Nevada seasonal layoffs taper; overall improvement trend continues
Nevada unemployment insurance claims fell 7.7 percent in January compared to January 2014 figures, with 15,572 initial claims filed. It is the lowest number of January initial claims since 2007, employment officials said Thursday.
Historically, seasonal layoffs cause claims to rise between November and January. However, these increases seem to have tapered off more quickly than in previous years, said Bill Anderson, chief economist for Nevada’s Department of Employment, Training and Rehabilitation.
According to a news release, there was a 14.1 percent decline in initial claims from December’s 18,122 claim total to January, the largest decline for any January since 2003 and substantially higher than the average percentage change over the last ten years of -1.1 percent.
“Claims activity in Nevada, averaging 14,495 claims per month over the last year, continues to look as though it has settled at a level slightly higher than prior to the recession,” Anderson said. “However, overall improvement is still evident as other unemployment benefit activity measures continue to improve.

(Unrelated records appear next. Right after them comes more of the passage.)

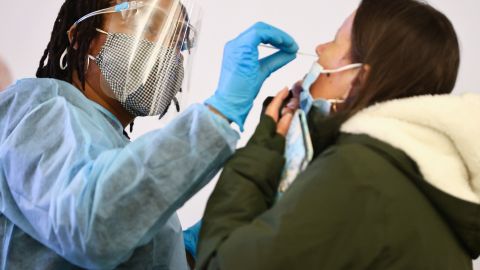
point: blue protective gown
(76, 193)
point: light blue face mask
(306, 99)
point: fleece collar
(440, 133)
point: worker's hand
(243, 73)
(285, 119)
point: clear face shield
(147, 57)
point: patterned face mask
(140, 94)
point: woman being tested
(75, 192)
(395, 178)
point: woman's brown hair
(410, 48)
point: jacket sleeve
(324, 221)
(95, 203)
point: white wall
(25, 28)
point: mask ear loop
(62, 58)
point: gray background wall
(26, 24)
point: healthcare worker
(75, 193)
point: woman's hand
(285, 119)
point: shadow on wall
(5, 75)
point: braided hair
(78, 48)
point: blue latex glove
(243, 73)
(190, 238)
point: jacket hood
(441, 134)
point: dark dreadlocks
(83, 35)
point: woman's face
(333, 55)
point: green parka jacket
(398, 188)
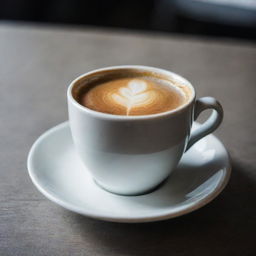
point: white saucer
(58, 173)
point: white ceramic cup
(132, 155)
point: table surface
(37, 64)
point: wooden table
(36, 65)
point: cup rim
(138, 117)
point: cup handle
(211, 124)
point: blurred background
(218, 18)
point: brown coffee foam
(163, 93)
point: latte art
(135, 94)
(132, 96)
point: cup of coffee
(132, 124)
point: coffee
(131, 96)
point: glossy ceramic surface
(57, 171)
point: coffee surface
(132, 96)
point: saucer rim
(182, 210)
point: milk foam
(132, 96)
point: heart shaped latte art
(133, 95)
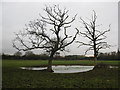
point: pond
(63, 68)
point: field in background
(14, 77)
(18, 63)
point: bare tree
(49, 33)
(96, 37)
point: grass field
(14, 77)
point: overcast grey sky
(16, 14)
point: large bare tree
(96, 37)
(49, 33)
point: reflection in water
(63, 68)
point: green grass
(14, 77)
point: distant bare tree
(96, 37)
(49, 33)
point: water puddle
(63, 68)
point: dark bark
(94, 36)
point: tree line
(29, 55)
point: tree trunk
(49, 67)
(95, 59)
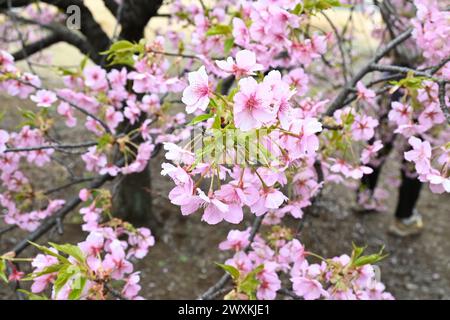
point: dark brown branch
(342, 96)
(35, 47)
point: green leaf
(104, 141)
(71, 250)
(64, 275)
(318, 5)
(50, 269)
(122, 52)
(232, 271)
(369, 259)
(251, 283)
(77, 288)
(219, 29)
(200, 118)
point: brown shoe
(407, 227)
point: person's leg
(408, 195)
(408, 220)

Average duration, which measures the length of time someone is unemployed, as well as the benefits exhaustion rate, which measures the percentage of claimants who run out of benefits before finding employment, are at some of their lowest levels since the recession.”
An initial claim represents the first stage of filing for unemployment benefits and is therefore most closely related to the number of people who have recently lost their jobs, not the overall level of unemployment. Initial claims tend to increase on a seasonal basis during the fall and winter months, and then fall during the spring and summer. Initial claims peaked during the recession at 36,414 in December 2008, and the low point for initial claims was 12,037 in September 2013.